Stewart Dent is asked to measure the density of a piece of iron. He measures the mass of the iron and records a value of 97.4 g . He measures the volume of water in a graduated cylinder as 50.4 mL ; after submerging the iron, the volume is 63.3 mL . If the actual density of iron is \( 7.874 \mathrm{~g} / \mathrm{mL} \), what is Stewart's \%-error?

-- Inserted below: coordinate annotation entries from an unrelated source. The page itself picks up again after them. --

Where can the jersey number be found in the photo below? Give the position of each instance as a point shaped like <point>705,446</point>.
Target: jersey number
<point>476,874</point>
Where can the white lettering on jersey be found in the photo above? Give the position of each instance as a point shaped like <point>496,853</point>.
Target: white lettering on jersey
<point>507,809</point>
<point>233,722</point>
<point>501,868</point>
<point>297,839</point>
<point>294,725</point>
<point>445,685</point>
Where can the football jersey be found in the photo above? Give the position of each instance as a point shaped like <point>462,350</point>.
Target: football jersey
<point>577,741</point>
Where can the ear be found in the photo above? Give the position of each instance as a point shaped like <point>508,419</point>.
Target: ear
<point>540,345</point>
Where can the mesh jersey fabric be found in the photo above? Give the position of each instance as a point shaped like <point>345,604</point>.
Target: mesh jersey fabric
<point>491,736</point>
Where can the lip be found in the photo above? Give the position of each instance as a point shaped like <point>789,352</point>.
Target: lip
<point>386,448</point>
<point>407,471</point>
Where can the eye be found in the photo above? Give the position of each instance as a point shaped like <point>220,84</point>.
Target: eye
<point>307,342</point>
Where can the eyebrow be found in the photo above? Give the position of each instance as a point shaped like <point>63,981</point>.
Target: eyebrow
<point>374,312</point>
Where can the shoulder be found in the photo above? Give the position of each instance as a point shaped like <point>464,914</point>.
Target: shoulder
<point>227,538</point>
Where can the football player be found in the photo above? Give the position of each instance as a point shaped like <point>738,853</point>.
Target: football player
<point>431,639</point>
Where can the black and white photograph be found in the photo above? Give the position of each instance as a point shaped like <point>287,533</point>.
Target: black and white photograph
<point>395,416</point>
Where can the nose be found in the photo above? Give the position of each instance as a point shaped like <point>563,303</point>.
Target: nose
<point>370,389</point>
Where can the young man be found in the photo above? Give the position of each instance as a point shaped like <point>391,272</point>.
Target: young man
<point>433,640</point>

To find Stewart's percent error in the density measurement, we first need to calculate the density of the piece of iron based on his measurements. The density (\(D\)) is given by the formula: \[ D = \frac{\text{mass}}{\text{volume}} \] The mass of the iron is \(97.4 \, \text{g}\), and the volume can be calculated by subtracting the initial volume of water from the final volume after submerging the iron. \[ \text{Volume of iron} = 63.3 \, \text{mL} - 50.4 \, \text{mL} = 12.9 \, \text{mL} \] Now, we can calculate the density: \[ D = \frac{97.4 \, \text{g}}{12.9 \, \text{mL}} \approx 7.56 \, \text{g/mL} \] Next, we find the percent error using the formula: \[ \% \text{-error} = \left(\frac{\text{actual} - \text{experimental}}{\text{actual}}\right) \times 100\% \] Plugging in the values: \[ \% \text{-error} = \left(\frac{7.874 - 7.56}{7.874}\right) \times 100\% \approx 3.98\% \] So, Stewart's percent error in measuring the density of the iron is approximately **3.98%**.